I could see this doing pretty well for Amazon... But I have a problem with an Android tablet that doesn't have access to the Android app store. How is Amazon going to fill up their 3rd party software pool to give more variety and universal appeal? The diversity of apps is one of the big consumer pulls for the iPad and regular Android tablets, yet Amazon has walled themselves off from the already-established content out there. Are they going to try to woo developers to their "Android but not Android" platform? Or re-publish existing Android apps and sell them through the Amazon app store? And how is Google going to handle that?
Seems like Amazon may end up adding fuel to the "fragmentation" arguments against Android, by seriously splintering the app libraries.

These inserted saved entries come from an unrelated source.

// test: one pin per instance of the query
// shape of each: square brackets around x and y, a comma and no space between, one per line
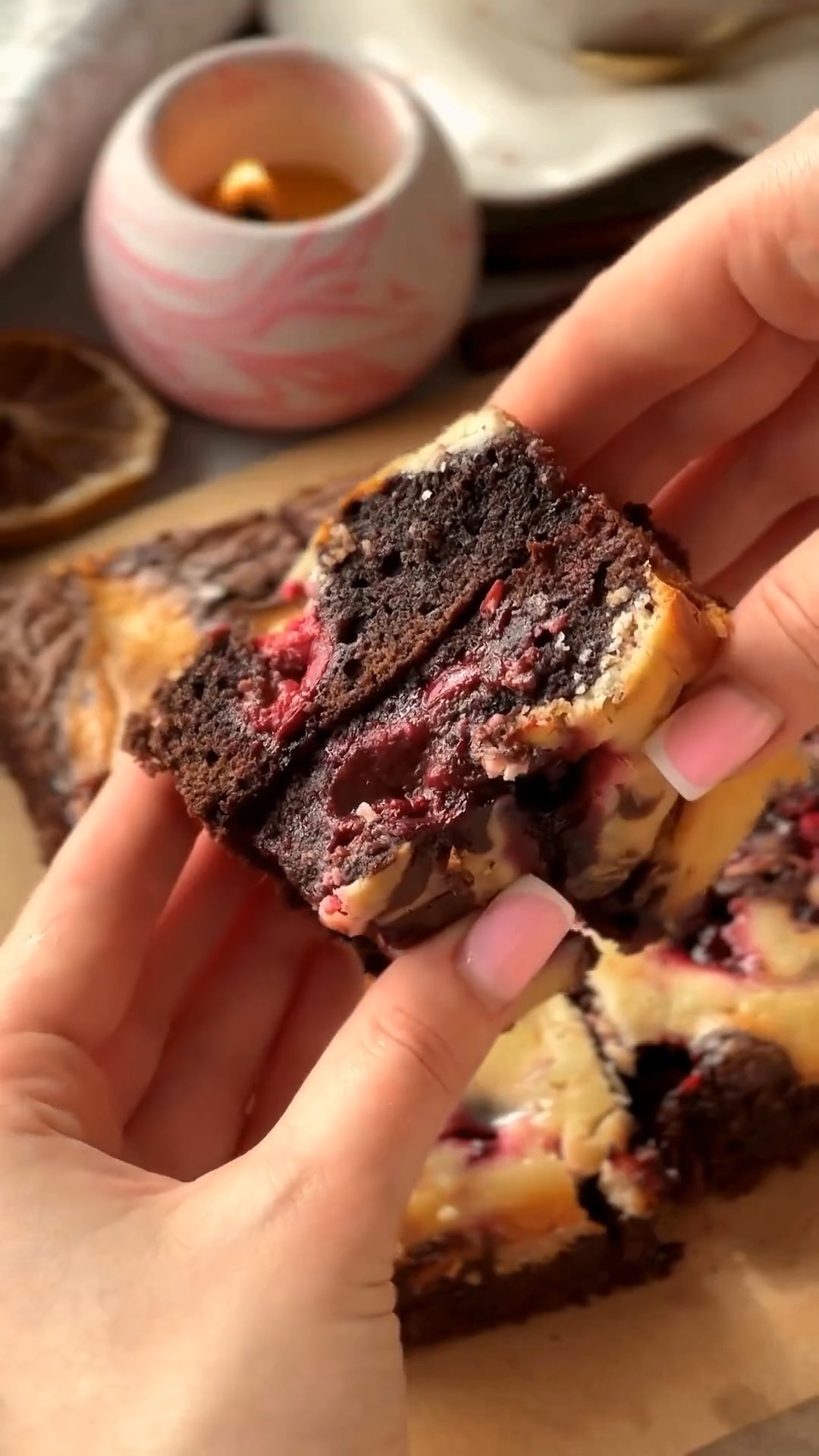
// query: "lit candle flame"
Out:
[246,190]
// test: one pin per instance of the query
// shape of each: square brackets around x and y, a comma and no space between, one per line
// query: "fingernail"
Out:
[711,737]
[513,938]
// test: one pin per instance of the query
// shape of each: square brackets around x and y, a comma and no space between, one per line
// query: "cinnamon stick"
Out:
[499,340]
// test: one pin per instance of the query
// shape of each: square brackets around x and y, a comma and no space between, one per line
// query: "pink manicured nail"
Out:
[513,938]
[711,737]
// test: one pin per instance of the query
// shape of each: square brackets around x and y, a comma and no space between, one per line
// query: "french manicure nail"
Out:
[513,938]
[710,737]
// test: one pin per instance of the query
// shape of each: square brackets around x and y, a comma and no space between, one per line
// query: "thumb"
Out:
[378,1098]
[764,691]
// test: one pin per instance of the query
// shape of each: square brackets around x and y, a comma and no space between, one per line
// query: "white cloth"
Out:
[67,69]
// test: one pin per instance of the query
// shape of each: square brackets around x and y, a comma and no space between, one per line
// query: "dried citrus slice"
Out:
[76,435]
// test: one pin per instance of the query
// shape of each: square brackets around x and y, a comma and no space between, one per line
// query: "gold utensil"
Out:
[719,39]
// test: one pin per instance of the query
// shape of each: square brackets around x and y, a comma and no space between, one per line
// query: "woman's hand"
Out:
[207,1141]
[689,376]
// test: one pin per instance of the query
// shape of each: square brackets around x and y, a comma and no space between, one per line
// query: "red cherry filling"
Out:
[471,1125]
[297,655]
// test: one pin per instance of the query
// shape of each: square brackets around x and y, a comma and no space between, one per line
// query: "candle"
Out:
[284,193]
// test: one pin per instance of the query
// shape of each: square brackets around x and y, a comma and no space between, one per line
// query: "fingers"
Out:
[723,506]
[767,691]
[681,305]
[736,580]
[74,960]
[199,915]
[325,996]
[196,1109]
[375,1103]
[698,419]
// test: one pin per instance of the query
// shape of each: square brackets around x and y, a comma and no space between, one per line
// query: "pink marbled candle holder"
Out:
[281,325]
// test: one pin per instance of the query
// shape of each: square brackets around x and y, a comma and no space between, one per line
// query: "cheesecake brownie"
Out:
[85,644]
[477,651]
[532,1197]
[716,1031]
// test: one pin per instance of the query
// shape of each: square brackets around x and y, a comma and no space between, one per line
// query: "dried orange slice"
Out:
[76,435]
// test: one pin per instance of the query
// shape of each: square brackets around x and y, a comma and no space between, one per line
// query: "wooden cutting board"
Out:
[729,1340]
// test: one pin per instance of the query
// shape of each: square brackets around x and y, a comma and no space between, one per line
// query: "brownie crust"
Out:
[58,634]
[479,1294]
[458,698]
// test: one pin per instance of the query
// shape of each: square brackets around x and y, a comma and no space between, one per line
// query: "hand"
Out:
[207,1141]
[689,376]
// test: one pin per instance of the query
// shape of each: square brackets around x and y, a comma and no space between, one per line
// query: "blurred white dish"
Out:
[529,124]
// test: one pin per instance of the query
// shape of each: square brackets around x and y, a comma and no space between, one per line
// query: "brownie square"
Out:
[82,645]
[716,1030]
[475,654]
[532,1199]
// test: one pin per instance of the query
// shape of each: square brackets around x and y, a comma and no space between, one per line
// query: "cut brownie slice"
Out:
[461,701]
[717,1031]
[532,1199]
[85,644]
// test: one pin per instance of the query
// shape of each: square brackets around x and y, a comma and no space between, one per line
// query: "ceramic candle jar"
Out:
[281,325]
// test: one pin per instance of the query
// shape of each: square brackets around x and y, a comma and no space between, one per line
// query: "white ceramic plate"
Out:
[529,124]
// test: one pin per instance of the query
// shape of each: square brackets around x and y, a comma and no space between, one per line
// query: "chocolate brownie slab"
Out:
[458,699]
[717,1031]
[532,1197]
[85,644]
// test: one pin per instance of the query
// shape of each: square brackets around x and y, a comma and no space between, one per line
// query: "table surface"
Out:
[47,289]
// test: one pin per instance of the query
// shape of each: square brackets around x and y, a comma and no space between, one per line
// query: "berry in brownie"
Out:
[460,696]
[717,1030]
[532,1197]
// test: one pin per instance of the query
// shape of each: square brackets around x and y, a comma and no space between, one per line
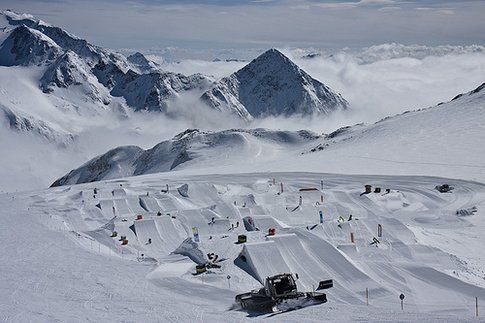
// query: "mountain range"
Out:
[70,70]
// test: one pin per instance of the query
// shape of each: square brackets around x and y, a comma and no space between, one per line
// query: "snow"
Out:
[428,263]
[272,85]
[61,263]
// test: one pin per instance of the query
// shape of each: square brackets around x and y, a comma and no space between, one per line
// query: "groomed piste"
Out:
[407,240]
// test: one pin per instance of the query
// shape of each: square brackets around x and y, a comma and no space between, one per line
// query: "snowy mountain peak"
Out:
[142,63]
[27,46]
[272,85]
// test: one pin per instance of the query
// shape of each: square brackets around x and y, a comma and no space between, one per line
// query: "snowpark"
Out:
[120,247]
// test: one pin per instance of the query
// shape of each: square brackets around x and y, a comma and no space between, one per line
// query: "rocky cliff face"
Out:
[272,85]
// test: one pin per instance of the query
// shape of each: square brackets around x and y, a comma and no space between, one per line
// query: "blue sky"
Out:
[263,23]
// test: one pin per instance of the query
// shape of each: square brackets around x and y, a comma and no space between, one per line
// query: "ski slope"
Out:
[426,250]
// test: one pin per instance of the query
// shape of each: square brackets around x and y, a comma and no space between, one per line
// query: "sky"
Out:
[196,24]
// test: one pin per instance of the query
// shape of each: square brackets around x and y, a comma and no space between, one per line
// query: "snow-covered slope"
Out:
[95,74]
[443,140]
[426,251]
[26,46]
[142,63]
[28,124]
[272,85]
[154,91]
[188,148]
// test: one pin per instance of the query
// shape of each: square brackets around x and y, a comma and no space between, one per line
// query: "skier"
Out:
[375,242]
[340,221]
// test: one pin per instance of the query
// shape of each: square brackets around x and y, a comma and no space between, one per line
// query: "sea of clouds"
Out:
[378,81]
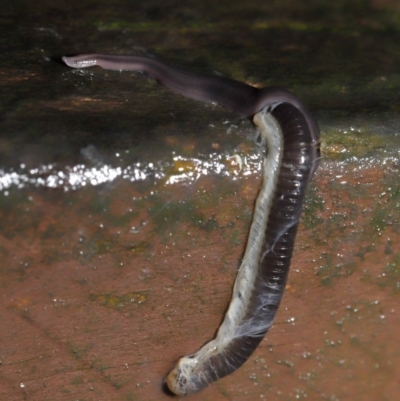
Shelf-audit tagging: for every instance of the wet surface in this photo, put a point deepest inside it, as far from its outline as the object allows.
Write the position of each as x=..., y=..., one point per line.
x=125, y=207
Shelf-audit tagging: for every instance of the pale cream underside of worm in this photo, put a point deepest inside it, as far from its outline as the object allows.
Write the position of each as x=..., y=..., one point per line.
x=233, y=326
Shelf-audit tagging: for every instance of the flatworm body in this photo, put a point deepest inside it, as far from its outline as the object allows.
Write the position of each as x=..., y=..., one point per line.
x=291, y=136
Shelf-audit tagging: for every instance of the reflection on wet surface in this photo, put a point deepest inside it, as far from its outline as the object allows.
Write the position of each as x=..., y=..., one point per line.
x=125, y=208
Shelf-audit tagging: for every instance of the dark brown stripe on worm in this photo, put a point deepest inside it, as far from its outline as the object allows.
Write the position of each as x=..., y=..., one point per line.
x=292, y=138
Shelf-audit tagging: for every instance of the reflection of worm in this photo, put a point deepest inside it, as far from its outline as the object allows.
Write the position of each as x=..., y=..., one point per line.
x=292, y=138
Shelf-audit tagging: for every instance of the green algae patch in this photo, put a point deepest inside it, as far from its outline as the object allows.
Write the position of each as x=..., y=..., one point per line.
x=341, y=145
x=115, y=301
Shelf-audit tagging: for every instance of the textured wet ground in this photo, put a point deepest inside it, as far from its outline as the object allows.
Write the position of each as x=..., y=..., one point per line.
x=125, y=207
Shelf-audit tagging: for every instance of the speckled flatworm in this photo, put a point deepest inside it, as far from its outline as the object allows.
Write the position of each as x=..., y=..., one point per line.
x=292, y=138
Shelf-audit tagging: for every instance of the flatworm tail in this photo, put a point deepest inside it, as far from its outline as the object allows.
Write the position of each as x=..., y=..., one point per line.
x=292, y=138
x=261, y=280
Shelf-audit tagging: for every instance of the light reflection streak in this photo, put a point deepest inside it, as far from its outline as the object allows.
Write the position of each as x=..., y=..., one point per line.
x=81, y=175
x=168, y=171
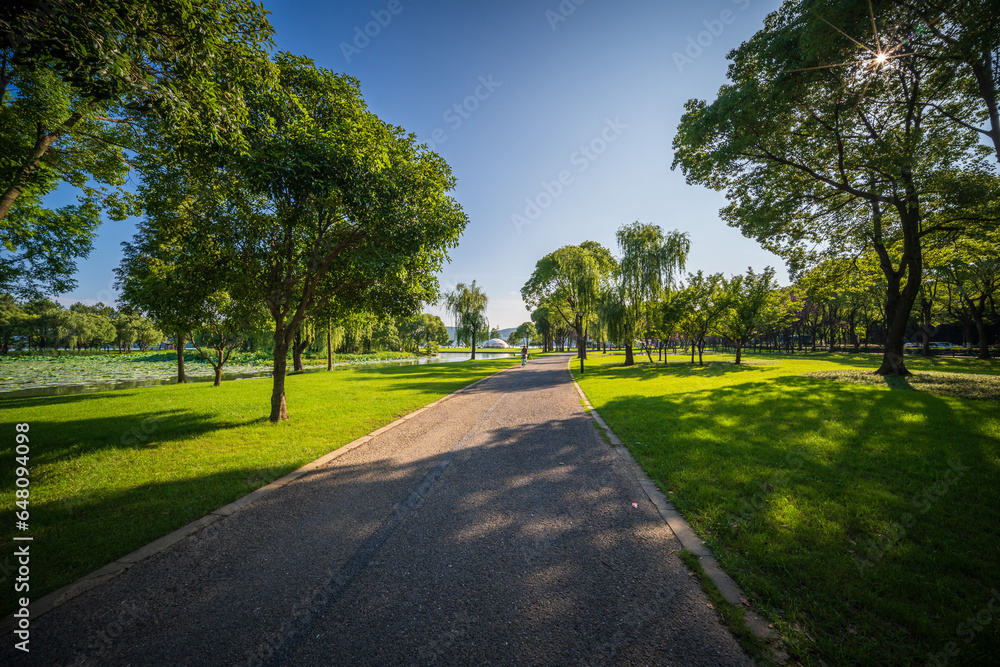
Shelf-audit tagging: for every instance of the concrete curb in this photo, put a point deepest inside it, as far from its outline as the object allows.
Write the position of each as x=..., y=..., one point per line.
x=682, y=530
x=98, y=577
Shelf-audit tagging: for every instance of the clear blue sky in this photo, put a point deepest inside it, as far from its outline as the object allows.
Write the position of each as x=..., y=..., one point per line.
x=516, y=94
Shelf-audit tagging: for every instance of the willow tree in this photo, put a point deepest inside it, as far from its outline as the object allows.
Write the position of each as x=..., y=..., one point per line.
x=467, y=304
x=570, y=280
x=649, y=261
x=829, y=146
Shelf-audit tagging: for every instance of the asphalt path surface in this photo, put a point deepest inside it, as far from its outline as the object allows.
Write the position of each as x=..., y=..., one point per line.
x=494, y=528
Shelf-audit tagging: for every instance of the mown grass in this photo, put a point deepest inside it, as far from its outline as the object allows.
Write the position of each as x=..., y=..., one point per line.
x=113, y=471
x=864, y=521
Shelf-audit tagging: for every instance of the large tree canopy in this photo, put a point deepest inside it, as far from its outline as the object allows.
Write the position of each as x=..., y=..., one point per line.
x=331, y=208
x=86, y=83
x=467, y=304
x=828, y=149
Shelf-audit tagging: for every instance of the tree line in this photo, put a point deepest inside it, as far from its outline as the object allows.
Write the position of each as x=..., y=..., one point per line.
x=867, y=133
x=643, y=298
x=270, y=195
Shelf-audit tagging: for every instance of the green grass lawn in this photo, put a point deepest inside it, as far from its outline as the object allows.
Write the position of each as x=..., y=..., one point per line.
x=113, y=471
x=864, y=521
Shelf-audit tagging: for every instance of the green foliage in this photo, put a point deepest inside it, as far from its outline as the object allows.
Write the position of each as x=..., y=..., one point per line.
x=467, y=304
x=86, y=85
x=706, y=302
x=752, y=305
x=525, y=331
x=825, y=152
x=648, y=264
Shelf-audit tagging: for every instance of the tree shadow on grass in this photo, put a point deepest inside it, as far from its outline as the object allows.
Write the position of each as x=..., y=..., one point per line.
x=57, y=441
x=839, y=507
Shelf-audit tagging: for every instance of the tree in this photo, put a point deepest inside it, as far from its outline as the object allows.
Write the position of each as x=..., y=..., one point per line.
x=174, y=269
x=328, y=207
x=973, y=272
x=83, y=86
x=648, y=263
x=706, y=303
x=836, y=161
x=90, y=65
x=223, y=327
x=523, y=334
x=467, y=304
x=11, y=321
x=746, y=311
x=570, y=279
x=961, y=39
x=422, y=329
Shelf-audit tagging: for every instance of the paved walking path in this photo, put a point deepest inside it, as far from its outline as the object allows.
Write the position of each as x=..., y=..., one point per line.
x=494, y=528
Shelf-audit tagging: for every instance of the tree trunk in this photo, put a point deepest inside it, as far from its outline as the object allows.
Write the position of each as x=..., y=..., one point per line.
x=279, y=411
x=984, y=338
x=297, y=348
x=329, y=344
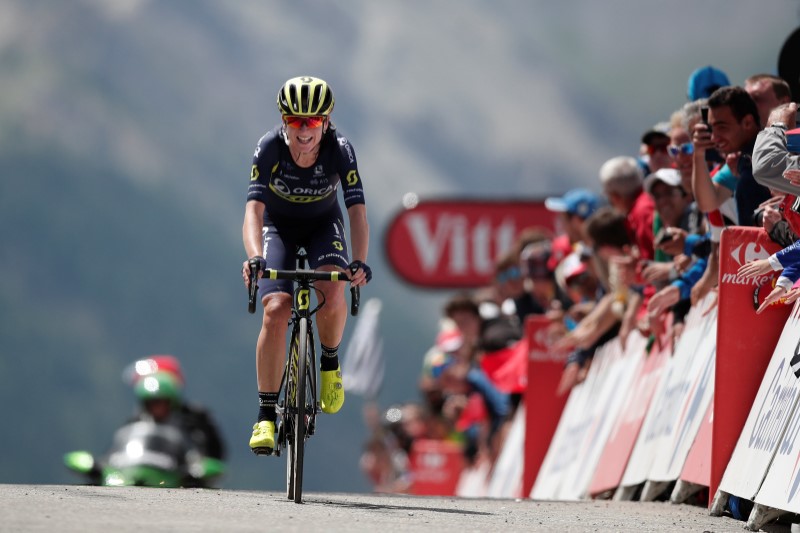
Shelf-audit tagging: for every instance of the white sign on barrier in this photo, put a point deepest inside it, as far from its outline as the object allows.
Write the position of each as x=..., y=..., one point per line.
x=562, y=450
x=692, y=405
x=506, y=480
x=764, y=439
x=585, y=425
x=662, y=424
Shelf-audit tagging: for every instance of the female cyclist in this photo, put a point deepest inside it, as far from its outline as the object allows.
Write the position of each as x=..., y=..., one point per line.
x=292, y=201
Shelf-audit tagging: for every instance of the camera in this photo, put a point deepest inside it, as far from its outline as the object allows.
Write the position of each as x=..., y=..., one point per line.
x=712, y=155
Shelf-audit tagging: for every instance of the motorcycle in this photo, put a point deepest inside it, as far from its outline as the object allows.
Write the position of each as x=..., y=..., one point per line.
x=149, y=454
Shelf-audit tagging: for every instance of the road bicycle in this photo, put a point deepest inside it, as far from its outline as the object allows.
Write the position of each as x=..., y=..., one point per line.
x=298, y=396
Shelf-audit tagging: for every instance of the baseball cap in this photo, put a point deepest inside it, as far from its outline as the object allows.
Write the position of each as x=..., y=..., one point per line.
x=653, y=134
x=670, y=176
x=704, y=81
x=581, y=202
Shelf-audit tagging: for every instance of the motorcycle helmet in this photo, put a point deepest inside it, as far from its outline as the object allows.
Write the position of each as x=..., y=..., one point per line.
x=159, y=386
x=305, y=96
x=150, y=365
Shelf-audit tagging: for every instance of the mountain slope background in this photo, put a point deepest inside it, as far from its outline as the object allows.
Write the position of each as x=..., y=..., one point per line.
x=126, y=133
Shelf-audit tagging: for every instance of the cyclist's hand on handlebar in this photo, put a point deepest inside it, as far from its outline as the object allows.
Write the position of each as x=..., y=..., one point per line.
x=256, y=262
x=359, y=273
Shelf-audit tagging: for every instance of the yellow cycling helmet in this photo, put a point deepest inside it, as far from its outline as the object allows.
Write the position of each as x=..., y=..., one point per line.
x=305, y=96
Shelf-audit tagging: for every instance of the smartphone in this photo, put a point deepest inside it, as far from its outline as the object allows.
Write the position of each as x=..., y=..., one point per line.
x=664, y=236
x=704, y=118
x=712, y=155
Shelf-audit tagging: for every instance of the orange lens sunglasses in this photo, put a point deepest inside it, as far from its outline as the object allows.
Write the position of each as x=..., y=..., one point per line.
x=298, y=122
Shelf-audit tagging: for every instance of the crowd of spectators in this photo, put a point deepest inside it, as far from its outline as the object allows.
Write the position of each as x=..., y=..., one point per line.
x=641, y=253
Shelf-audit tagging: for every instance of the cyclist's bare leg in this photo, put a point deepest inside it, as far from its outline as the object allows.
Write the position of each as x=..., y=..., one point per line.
x=332, y=316
x=271, y=347
x=330, y=324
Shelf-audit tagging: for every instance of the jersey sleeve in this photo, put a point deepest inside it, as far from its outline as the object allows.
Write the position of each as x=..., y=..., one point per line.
x=264, y=160
x=352, y=187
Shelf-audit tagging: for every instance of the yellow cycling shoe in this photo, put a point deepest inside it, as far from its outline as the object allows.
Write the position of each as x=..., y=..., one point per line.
x=263, y=440
x=332, y=391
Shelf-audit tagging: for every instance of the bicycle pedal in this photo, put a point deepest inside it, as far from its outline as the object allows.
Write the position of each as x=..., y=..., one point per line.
x=262, y=450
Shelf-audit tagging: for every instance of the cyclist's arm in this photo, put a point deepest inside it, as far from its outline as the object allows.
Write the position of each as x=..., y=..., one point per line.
x=359, y=232
x=251, y=229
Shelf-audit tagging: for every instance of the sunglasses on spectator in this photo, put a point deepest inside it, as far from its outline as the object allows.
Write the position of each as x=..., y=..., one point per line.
x=685, y=149
x=299, y=122
x=509, y=274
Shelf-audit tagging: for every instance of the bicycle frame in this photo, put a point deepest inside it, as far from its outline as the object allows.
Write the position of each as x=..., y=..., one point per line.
x=298, y=403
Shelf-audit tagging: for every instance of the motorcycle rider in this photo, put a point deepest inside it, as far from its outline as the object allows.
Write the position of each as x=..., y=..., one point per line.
x=194, y=420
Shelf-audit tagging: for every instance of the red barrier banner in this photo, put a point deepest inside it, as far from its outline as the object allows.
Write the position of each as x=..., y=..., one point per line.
x=455, y=243
x=435, y=466
x=745, y=341
x=543, y=405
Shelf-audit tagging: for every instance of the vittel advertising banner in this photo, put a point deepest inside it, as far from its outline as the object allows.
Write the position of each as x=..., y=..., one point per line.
x=455, y=243
x=770, y=432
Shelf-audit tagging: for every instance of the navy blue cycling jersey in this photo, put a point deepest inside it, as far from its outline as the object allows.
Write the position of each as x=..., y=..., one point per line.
x=290, y=191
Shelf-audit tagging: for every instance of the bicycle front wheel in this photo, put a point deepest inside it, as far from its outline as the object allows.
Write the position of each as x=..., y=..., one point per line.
x=299, y=413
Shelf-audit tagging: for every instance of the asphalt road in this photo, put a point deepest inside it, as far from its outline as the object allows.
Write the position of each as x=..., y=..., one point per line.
x=64, y=508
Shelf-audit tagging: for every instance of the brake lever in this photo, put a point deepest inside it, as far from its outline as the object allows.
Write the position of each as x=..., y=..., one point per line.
x=355, y=296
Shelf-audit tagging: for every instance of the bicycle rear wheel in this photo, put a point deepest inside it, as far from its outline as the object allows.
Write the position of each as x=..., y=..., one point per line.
x=298, y=414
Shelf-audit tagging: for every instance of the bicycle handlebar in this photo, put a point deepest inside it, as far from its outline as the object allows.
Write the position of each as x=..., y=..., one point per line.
x=299, y=275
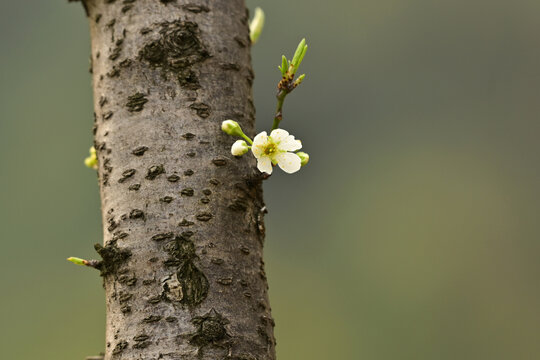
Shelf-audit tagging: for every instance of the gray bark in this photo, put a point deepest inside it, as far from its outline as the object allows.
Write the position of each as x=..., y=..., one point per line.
x=183, y=228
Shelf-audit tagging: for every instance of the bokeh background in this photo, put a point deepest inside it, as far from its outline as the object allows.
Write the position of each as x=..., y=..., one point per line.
x=412, y=234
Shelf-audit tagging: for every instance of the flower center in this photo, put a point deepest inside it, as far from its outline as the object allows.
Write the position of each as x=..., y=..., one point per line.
x=270, y=149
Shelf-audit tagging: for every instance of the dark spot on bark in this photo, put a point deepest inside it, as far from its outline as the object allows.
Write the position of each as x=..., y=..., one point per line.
x=178, y=48
x=115, y=53
x=107, y=115
x=151, y=319
x=210, y=329
x=141, y=337
x=126, y=175
x=127, y=280
x=155, y=299
x=188, y=136
x=163, y=236
x=166, y=199
x=124, y=297
x=202, y=109
x=230, y=66
x=219, y=162
x=242, y=42
x=154, y=172
x=119, y=235
x=102, y=101
x=225, y=281
x=238, y=204
x=204, y=216
x=112, y=224
x=136, y=214
x=139, y=151
x=125, y=63
x=121, y=346
x=196, y=8
x=187, y=233
x=187, y=192
x=153, y=53
x=113, y=257
x=188, y=79
x=114, y=72
x=245, y=250
x=141, y=341
x=136, y=102
x=185, y=222
x=193, y=282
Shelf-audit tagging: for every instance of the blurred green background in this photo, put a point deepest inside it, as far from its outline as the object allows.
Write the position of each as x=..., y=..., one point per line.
x=414, y=231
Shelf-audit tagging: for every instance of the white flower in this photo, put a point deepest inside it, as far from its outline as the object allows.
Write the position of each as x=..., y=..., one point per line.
x=274, y=149
x=239, y=148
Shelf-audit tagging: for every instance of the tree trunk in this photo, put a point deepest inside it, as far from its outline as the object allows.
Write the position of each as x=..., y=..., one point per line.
x=183, y=230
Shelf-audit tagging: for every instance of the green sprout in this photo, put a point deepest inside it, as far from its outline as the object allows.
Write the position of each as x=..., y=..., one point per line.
x=256, y=25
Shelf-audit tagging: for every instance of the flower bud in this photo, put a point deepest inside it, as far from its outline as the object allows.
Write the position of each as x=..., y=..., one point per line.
x=77, y=261
x=239, y=148
x=91, y=161
x=232, y=128
x=304, y=157
x=256, y=25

The Fire - according to an article I read earlier - is a loss leader to the tune of $10 per unit for Amazon. This puts - for $10 - a device into the hands of probably millions of buyers who will tend to purchase audio and video products from Amazon - like the books on the Kindles. I for one have not purchased anything beyond a book on my Kindle. But I have purchased about 40 books that I never would have without the device -- and it has become a preferred method of shopping to boot.
With the Fire, my buying opportunities are vastly enlarged (the magazines alone would attract my attention on the color format). Also this price point for me is inexpensive and I can return it if I hate it or find it irrelevant -- or give it away if an when Amazon upgrades to their next tablet. The $500 plus price point on the iPad is a bigger commitment and I would feel pretty crummy if it should disappoint.
I've been tempted by the Kindle for awhile now - my family reads a lot, and those who have a Kindle absolutely swear by them. I've held off. Now the Fire, with its color screen and at a price not out of reach for a retired guy who's watching the thieves in congress once again target Social Security while demonizing old people who put part of their pay into the fund all their lives... even with all that, Fire's price is hard to resist. I need to see more about the hardware and its capabilities, though, before I buy. For me, $200 risks more than just disappointment with a new toy.
I don't see not having access to the Android Market being a problem. The Amazon app store pretty much has everything you would want and helps filter out a lot of the garage that is on the Android Market. I have mine on pre-order, but I am still planning on keeping my current kindle (3rd Gen).